Trash Adventures

Homeschooling in a pandemic: Trash Adventures
Birch and I have been going on "trash adventures" into the woods around our house to collect garbage. We have now found multiple areas where people just dumped all their trash in the forest many years ago. Glass bottles, old ones. Shoes that have fallen apart. 1970s wallpaper. A big pile of it. So much more.
I expected Birch would groan when I made the suggestion that we go collect trash in the woods. He was enthusiastic about the activity, about cleaning the earth. On the way back he exclaimed, “It makes me feel really good to clean the earth.” I thought, “That’s cuz you aren’t the one carrying this heavy trash bag home!” Just kidding, (sort of). I really/also thought, maybe it’s ok we are not home doing more math? Maybe the earth needs more stewards.
What grows is what gives
A new grove of maple trees is taking root on top and all around where all this old junk is buried. I reflected with Birch on how all these new trees are growing from human’s trash. The earth has an innate will to live. To make beauty out of our trash. Nature does not think about creating beauty. It just does.

Jack-in-the-pulpit
Within and around this grove, so many Jack-in-the-pulpits. And trilliums. These plants are incredible plants. I am still learning about their medicine and magic. Trilliums used to be so abundant that some tribal cultures would eat their leaves. When they get really established, some of them develop two stalks. It came in a dream that, together the two-stalk structure looks like a uterus, with each of the flowers reflecting ovaries. One of trilliums names is birthroot. Need I say more.
Earth Karma
I thought about the virus. I thought about how hard these potent plants are working to transform human waste into beauty. The flowers being, of course, one aspect of nature that is all working so hard to mitigate our waste. I see all this trash buried in the earth in this beautiful sacred spot here. I honor the history and the ancestors of the land.

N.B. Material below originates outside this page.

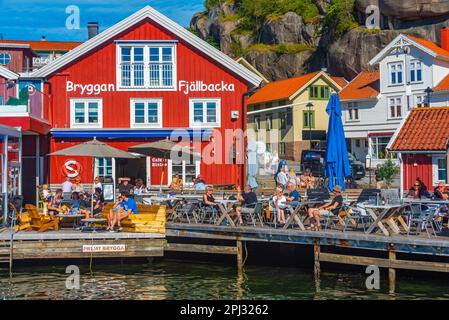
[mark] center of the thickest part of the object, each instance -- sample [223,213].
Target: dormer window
[415,71]
[146,66]
[396,73]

I look at this beauty emerging from the trash as I ponder the breadth of theories about this virus. Conspiracy theories and what not. I look at the maples again, emerging from a forest blanket of glass bottles and I think the virus is of the earth, and it is karmic. Not the classic understanding of karma as retribution for wrong-doing, but rather the karma of creating balance. Which is really just acknowledging the basic law of physics. Every action has a reaction. We have polluted the earth. The virus is a response, it is her sickness from our waste that is making us sick. I shared my idea with Birch, reminding him that there are lots of ideas about how the virus got here and even though lots of people think they know which idea is right, none of us really do. I asked him what his thoughts are. He said, “That makes sense”. I said, “What does Birch?” He said, “That the people have made the earth sick and now it’s making them sick.” (He said them, curious about them v. us…how and when do we separate them from us?)
I wonder if we could spend more time working together distantly to heal the earth and less time in conflict and shaming patterns around these big debates like vaccines and all the varied impacts of COVID and quarantining.